Bientôt 85 ans, une vie bien remplie, faite de divers métiers, de voyages, de loisirs, de rencontres et de passions.

Mais là, il ne comprenait pas pourquoi il ne pouvait pas se relever de son lit et faire trois pas sans chanceler, ses forces l'abandonnaient décidément, lui si sportif en son jeune temps.

Il avait perdu sa compagne depuis, oui, bientôt 4 ans, la solitude n'arrangeait rien à sa situation morale, il baissait les bras, n'ait plus de but vraiment.

Pourtant ses œuvres picturales étaient unanimement appréciées des collectionneurs, mais il n'en avait plus cure, se disant que l'avenir était pour ceux qui les admiraient et non plus pour lui, c'était un de ses buts, transmettre ses passions pour l'art et la peinture... il y était parvenu.

A demi ensommeillé, relié par un tuyau à un flacon de morphine pour calmer ses élancements, la pièce d'hôpital semblait bouger autour de lui, les objets se déformaient derrière ses lunettes, les gens se mouvaient en silence quand ils venaient le voir, parlaient comme dans du coton, les sons étaient atténués, il était bien, calme et serein quand la drogue se distillait dans son sang, enfin un peu de silence, puis la nuit, un peu semblable aux précédentes, arrivait.

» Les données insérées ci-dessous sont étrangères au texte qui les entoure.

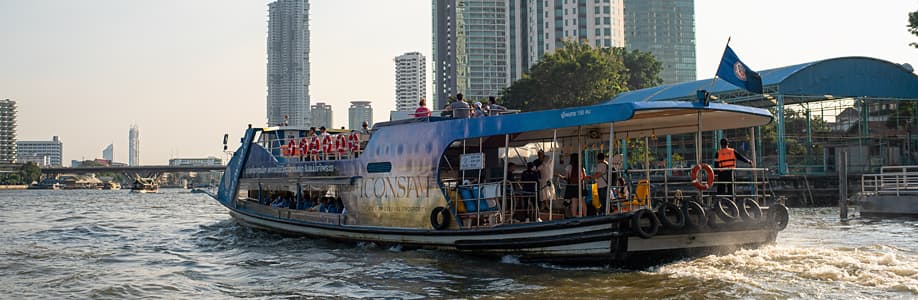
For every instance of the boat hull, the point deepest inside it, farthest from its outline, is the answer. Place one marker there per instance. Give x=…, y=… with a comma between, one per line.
x=585, y=241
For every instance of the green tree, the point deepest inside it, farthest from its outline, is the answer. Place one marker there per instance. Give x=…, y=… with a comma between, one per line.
x=913, y=25
x=577, y=75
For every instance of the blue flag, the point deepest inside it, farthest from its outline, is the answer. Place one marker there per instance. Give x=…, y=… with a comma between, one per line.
x=736, y=72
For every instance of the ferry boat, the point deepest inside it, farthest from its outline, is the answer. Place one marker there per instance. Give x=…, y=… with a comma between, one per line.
x=144, y=185
x=442, y=183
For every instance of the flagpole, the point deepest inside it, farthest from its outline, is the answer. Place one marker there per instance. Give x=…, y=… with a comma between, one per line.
x=714, y=80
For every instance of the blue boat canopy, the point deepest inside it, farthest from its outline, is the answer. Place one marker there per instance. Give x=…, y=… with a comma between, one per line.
x=827, y=79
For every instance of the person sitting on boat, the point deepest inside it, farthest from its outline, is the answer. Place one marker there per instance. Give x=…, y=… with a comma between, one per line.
x=353, y=143
x=546, y=167
x=422, y=111
x=315, y=145
x=459, y=108
x=726, y=161
x=304, y=148
x=495, y=109
x=574, y=174
x=340, y=146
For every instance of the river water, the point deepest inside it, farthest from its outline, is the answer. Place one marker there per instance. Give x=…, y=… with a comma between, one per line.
x=113, y=244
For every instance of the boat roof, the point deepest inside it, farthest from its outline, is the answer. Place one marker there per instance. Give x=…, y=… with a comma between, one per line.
x=629, y=119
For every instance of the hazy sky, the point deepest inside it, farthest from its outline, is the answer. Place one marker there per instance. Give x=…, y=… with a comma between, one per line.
x=188, y=71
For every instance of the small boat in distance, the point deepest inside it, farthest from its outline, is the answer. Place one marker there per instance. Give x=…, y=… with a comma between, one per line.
x=144, y=185
x=446, y=183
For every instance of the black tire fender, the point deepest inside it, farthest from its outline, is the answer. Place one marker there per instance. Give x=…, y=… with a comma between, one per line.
x=750, y=210
x=694, y=214
x=779, y=216
x=651, y=229
x=726, y=210
x=671, y=216
x=436, y=214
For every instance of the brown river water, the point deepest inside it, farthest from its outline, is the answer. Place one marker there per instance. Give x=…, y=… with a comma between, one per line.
x=116, y=245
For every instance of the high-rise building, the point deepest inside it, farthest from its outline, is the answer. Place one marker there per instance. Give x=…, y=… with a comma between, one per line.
x=288, y=63
x=599, y=23
x=42, y=153
x=109, y=153
x=470, y=46
x=666, y=29
x=134, y=146
x=359, y=112
x=321, y=115
x=410, y=80
x=7, y=131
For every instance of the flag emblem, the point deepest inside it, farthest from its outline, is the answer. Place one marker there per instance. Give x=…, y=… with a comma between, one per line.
x=739, y=70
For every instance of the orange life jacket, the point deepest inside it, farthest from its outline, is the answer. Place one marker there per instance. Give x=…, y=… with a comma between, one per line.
x=726, y=158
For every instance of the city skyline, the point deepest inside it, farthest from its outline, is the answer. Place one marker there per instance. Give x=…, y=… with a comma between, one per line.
x=190, y=81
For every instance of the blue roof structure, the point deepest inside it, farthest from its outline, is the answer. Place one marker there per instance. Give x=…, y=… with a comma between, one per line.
x=839, y=77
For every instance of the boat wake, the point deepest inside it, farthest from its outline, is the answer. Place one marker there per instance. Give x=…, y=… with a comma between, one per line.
x=831, y=272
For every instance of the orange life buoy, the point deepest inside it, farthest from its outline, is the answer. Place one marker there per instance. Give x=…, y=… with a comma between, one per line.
x=702, y=185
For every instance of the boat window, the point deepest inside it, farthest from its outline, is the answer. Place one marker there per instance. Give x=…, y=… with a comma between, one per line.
x=379, y=167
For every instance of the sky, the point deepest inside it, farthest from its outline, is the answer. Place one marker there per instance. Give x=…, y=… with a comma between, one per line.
x=186, y=72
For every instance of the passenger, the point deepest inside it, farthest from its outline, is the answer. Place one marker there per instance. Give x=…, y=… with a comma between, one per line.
x=726, y=160
x=459, y=108
x=530, y=178
x=574, y=175
x=546, y=167
x=495, y=109
x=477, y=111
x=601, y=176
x=422, y=111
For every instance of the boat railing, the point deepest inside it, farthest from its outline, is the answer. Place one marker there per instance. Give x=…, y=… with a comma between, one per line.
x=746, y=183
x=892, y=180
x=494, y=203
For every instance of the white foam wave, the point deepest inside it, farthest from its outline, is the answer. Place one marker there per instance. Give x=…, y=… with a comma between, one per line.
x=826, y=269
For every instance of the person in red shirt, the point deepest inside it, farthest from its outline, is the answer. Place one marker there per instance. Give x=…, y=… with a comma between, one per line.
x=422, y=111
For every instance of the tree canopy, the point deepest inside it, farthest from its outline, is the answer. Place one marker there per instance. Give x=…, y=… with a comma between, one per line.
x=578, y=74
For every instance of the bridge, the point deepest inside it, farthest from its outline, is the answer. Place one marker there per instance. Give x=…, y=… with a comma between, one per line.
x=130, y=169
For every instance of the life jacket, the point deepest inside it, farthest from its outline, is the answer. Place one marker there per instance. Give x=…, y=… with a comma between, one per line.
x=353, y=141
x=341, y=143
x=314, y=144
x=328, y=144
x=726, y=158
x=304, y=146
x=291, y=147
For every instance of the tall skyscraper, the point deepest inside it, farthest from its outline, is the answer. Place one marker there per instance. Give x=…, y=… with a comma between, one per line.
x=410, y=80
x=358, y=112
x=288, y=63
x=321, y=115
x=42, y=153
x=134, y=146
x=470, y=41
x=666, y=29
x=599, y=23
x=109, y=152
x=7, y=131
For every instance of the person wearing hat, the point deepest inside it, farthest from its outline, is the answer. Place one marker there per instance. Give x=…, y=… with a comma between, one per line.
x=726, y=162
x=477, y=112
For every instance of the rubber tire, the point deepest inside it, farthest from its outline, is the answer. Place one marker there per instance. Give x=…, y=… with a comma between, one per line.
x=434, y=218
x=720, y=209
x=671, y=210
x=636, y=223
x=750, y=210
x=779, y=216
x=694, y=208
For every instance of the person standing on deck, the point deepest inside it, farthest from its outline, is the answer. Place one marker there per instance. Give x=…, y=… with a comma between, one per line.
x=726, y=160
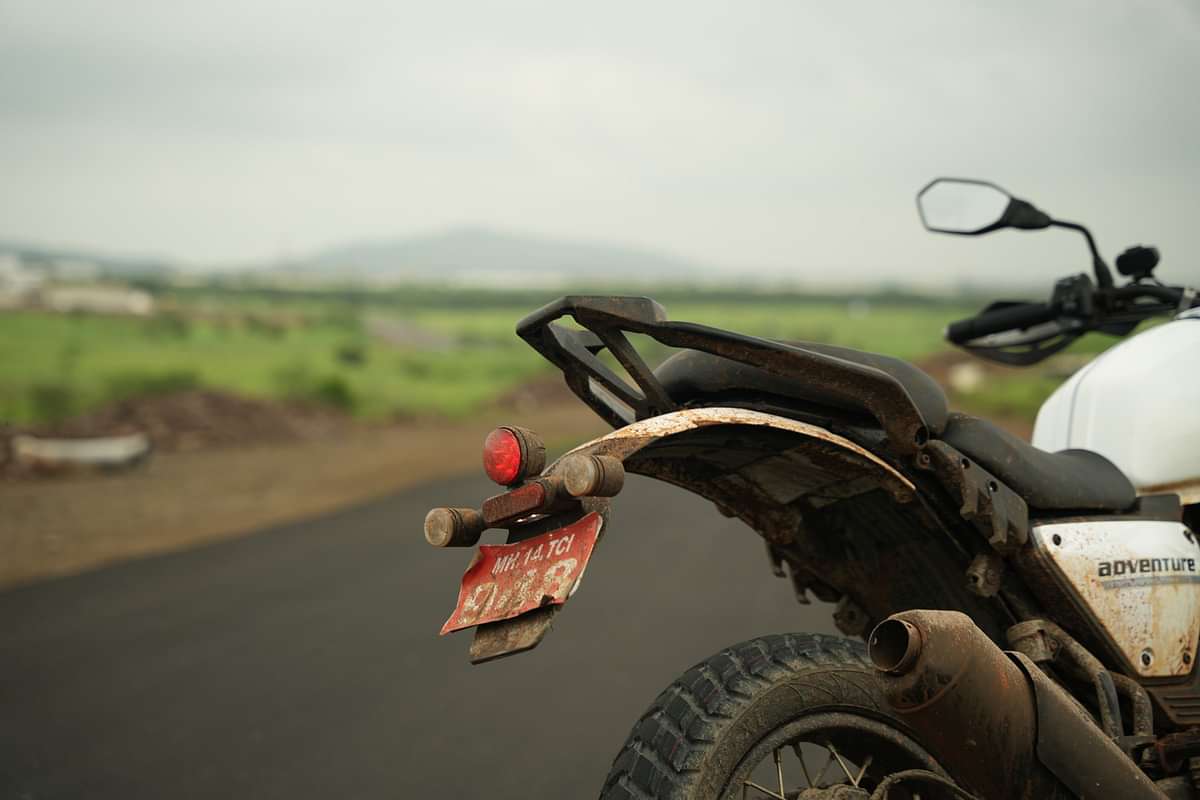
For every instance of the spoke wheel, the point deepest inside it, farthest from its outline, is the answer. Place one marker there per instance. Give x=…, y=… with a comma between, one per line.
x=831, y=756
x=786, y=716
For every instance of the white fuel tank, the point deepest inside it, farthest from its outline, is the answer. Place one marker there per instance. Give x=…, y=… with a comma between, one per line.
x=1138, y=404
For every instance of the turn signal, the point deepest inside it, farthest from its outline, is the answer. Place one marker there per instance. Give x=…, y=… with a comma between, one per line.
x=511, y=453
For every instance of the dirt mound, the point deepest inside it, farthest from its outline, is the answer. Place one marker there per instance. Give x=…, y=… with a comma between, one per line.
x=193, y=420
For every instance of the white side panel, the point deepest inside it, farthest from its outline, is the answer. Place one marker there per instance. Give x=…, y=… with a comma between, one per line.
x=1140, y=582
x=1138, y=404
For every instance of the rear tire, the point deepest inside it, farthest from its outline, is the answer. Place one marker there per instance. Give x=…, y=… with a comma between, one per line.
x=705, y=737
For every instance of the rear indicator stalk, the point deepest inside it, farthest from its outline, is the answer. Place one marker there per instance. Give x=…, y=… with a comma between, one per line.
x=510, y=455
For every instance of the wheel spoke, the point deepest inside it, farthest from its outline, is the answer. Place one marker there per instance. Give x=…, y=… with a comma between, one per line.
x=761, y=788
x=863, y=771
x=804, y=768
x=821, y=775
x=845, y=769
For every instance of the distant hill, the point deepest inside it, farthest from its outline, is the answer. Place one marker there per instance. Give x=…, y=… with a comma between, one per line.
x=491, y=257
x=77, y=260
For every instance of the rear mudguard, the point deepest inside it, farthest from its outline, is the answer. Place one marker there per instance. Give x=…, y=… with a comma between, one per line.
x=761, y=468
x=851, y=527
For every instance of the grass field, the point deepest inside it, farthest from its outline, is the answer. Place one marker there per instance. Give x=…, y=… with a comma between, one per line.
x=381, y=355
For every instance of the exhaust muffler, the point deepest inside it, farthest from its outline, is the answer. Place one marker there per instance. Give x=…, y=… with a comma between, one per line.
x=995, y=721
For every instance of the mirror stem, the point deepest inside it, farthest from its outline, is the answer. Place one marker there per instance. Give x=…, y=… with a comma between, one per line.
x=1103, y=276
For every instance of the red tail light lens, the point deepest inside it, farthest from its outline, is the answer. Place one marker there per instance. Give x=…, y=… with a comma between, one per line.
x=502, y=456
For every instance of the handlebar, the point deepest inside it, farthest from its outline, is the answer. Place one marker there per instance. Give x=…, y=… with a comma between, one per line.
x=1002, y=319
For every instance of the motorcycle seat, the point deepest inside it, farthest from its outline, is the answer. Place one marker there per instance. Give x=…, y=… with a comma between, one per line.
x=1068, y=480
x=693, y=376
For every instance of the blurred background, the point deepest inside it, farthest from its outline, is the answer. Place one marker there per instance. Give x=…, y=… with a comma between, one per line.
x=269, y=257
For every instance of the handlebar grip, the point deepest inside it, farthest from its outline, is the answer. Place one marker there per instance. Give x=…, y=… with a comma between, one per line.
x=1002, y=319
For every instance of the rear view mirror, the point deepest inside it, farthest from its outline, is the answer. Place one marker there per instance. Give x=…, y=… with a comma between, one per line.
x=957, y=205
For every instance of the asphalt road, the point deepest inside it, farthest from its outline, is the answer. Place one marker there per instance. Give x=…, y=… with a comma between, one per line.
x=304, y=661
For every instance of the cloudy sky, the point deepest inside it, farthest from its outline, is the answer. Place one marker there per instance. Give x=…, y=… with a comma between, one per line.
x=774, y=136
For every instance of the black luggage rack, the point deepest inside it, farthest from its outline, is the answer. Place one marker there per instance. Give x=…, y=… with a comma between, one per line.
x=606, y=319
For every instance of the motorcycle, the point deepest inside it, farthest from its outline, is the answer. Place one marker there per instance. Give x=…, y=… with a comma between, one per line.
x=1020, y=619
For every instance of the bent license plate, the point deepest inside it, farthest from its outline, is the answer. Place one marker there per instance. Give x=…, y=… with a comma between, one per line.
x=505, y=581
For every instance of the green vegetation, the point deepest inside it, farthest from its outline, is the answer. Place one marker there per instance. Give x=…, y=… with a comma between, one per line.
x=402, y=353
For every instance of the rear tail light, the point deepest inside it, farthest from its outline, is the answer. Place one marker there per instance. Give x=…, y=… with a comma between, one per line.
x=511, y=453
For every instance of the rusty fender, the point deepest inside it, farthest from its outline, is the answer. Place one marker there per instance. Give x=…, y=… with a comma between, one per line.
x=753, y=464
x=996, y=722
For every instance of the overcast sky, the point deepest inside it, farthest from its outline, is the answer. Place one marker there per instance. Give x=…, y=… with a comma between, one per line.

Il avait cru entendre une voix à coté de son lit un soir, lui souhaitant une bonne nuit, mais en ouvrant les yeux il n'avait rien vu, toujours est il qu'il avait remercié cette personne aux sonorités familières, mais qui cela lui rappelait il donc ? Une voix féminine, il en était sûr. Les lumières de la rue formaient des ondulations artistiques, tiens je devrais faire un tableau de ces ombres et lumières un jour, intéressantes ces variations et ces mouvements !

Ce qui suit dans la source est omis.